Отец грубо взял меня за плечи и встряхнул.
— Женя, ты что пьяная? Отвечай немедленно! Кто он? Откуда он взялся?
— Отстань от меня, — воскликнула я, выворачиваясь из его рук. — Ничего я не скажу. И Лера тоже не скажет.
— Женя, ты что, приняла наркотики? — теперь голос отца звучал удивленно.
Я снова едва не рассмеялась. Неужели я выгляжу так плохо? Отсутствующий взгляд и лицо без эмоций всего лишь моя защита от его острых слов.
— Пап, ты говоришь глупости, — спокойно ответила я. — Можешь отвезти меня в Новосибирск, где у меня возьмут анализ крови и скажут тебе, что ничего подобного в моем организме нет и не было.
Мой тихий тон, похоже, окончательно вывел отца от себя. Он схватил меня за запястье и вскинул руку вверх. Другая рука грубо сжала мой подбородок.
— Ты немедленно отведешь меня к этому парню!
— Ни за что и никогда, — покачала я головой. — Ничего не выйдет, пап. Я не выдам тебе Алека. Ты просто не понимаешь.
— Что у вас было? Он осквернил тебя? Использовал? Угрожал?

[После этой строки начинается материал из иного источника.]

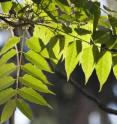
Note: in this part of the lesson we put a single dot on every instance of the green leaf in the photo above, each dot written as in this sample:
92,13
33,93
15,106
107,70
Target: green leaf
8,110
38,60
43,32
34,83
33,44
6,6
87,62
56,46
24,108
7,56
7,69
115,66
36,72
103,67
6,94
10,44
33,96
5,82
85,33
97,13
72,56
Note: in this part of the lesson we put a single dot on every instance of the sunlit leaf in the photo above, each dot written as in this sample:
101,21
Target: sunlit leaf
6,6
36,72
6,94
38,60
115,66
9,44
33,44
8,110
87,62
33,96
34,83
43,32
72,56
24,108
103,67
7,56
7,69
6,82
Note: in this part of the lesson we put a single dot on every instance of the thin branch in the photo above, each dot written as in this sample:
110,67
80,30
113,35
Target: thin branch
89,95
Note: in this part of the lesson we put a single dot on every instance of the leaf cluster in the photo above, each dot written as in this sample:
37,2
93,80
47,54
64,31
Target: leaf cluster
72,31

Вот теперь я действительно рассмеялась. Смех больше напоминал истерику, но взять себя в руки я все-таки смогла. Что это за слово вообще? Папа действительно сказал это? Осквернил? Переспал со мной?

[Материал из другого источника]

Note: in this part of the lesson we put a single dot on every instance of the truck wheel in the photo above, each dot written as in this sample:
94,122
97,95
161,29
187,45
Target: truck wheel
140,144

— Нет, папа, у меня с Алеком не было абсолютно ничего. Ничего.
А как хотелось бы… Я едва удержалась, чтобы не сказать это вслух. Тогда мне действительно предстоял бы поход к врачу. Вот только теперь к психиатру. А может, это действительно необходимо? В последнее время я стала совершенно ненормально реагировать на вещи.
— Я не узнаю тебя, Женя, — устало произнес отец. — Ты пугаешь меня.
Мне вдруг стало его жалко. Отец волновался за меня: как ни крути, я была его дочерью. Родителям положено волноваться и сердиться, особенно, когда дают такой безупречный повод. В уголке сознания зашевелилась надежда. Что если я сумею убедить их, что на счет Алека волноваться не следует. Может тогда они отпустят меня завтра увидеться с ним в последний раз?
— Все хорошо, пап, правда, — попыталась улыбнуться я. — Алек, он…
— Не хочу о нем слышать, — перебил меня отец. — Я упустил тебя из виду и теперь жалею. Впредь я всерьез буду заниматься твоим воспитанием. Я не хочу терять тебя.
— Но папа! — бессильно воскликнула я.